Note: I wait to publish these on my blog until they have been published in the paper (as a courtesy to the Shelby Star). The Star changed the title of my article. I post it here with my title. Here is the link to the article in the Shelby Star: http://www.shelbystar.com/articles/rights-64810-civil-systems.html
Each year in January, Americans honor slain civil rights leader, Dr. Martin Luther King, Jr., remembered for his work advancing the human rights of people of color and calling for their full and equal inclusion in the social, political, and religious systems in America. With all the progress we have made since the signing of the Civil Rights Act, however, we still struggle with the sin of racism.

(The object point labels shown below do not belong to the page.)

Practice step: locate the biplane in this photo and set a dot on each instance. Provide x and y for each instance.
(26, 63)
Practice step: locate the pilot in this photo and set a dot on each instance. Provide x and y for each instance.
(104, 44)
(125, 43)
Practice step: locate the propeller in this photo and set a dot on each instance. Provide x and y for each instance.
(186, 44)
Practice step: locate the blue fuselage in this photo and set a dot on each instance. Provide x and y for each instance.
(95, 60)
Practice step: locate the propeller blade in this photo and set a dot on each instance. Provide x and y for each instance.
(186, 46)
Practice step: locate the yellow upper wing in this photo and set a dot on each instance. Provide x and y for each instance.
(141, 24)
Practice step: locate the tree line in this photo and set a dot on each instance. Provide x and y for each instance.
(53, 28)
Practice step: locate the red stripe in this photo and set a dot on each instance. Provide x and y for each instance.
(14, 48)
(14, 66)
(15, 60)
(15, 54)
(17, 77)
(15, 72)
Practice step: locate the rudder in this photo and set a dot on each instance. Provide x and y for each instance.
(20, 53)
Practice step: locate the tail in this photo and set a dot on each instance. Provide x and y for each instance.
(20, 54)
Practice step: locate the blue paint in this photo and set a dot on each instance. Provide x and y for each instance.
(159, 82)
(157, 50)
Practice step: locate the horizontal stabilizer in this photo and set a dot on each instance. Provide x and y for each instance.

That’s because it isn’t easy being inclusive. Yet this is our calling as God’s people, and it requires extraordinary effort.
It is also our tradition. In the Book of Nehemiah, the priest, Ezra, went against the religious tradition and authority of his time, and read from the Torah to people assembled at the Water Gate, a location outside of the temple precincts. Women, children, “and others who could understand,” people who would have been excluded from temple worship, were given the opportunity to hear Scripture and enter into the joy of relationship with God.
But Ezra went even further, building a platform so that all the people could see and hear him as he read. He enlisted the help of thirteen priests to walk among the people teaching them about the Scripture they were hearing. What an extraordinary effort to include the excluded!
In the epistle to the Corinthians Paul discusses the grounding of the body of Christ in our baptism: “For in the one Spirit we were all baptized into one body, Jews or Greeks, slaves or free, and we were all made to drink of one Spirit… Now you are the body of Christ and individually members of it.” (1Cor 12:12, 27)
Paul uses the ‘one body, many members’ metaphor to show how all who are baptized in Christ
are called to live together in unity while honoring and maintaining the great diversity present
in the individual members. For Christians, Paul says, our unity is tied to our interdependence. “The eye cannot say to the hand, nor the head to the feet, I have no need of you.” (1Cor 12:21-22) On the contrary, Paul says, “God has so arranged the body, giving the greater honor to the inferior member, that there may be no dissension within the body, but the members may have the same care for one another.” (1Cor 12: 25-26)
Christians have been dealing with disagreement over who should be counted among the faithful since the earliest days. Paul wanted to include Gentiles in his ministry, but Peter refused to allow it, until God spoke to him in a vision about eating with the Gentiles and sent him to the household of Cornelius. Peter obeyed God and, as a result, hundreds were added to faith that day.
We are heirs of that first great Gentile mission, beneficiaries of their faithfulness to God’s call to be truly inclusive. Now it’s our turn to be faithful, seeking out those who are excluded and going to extraordinary measures to include them, living together in unity even as we honor our diversity.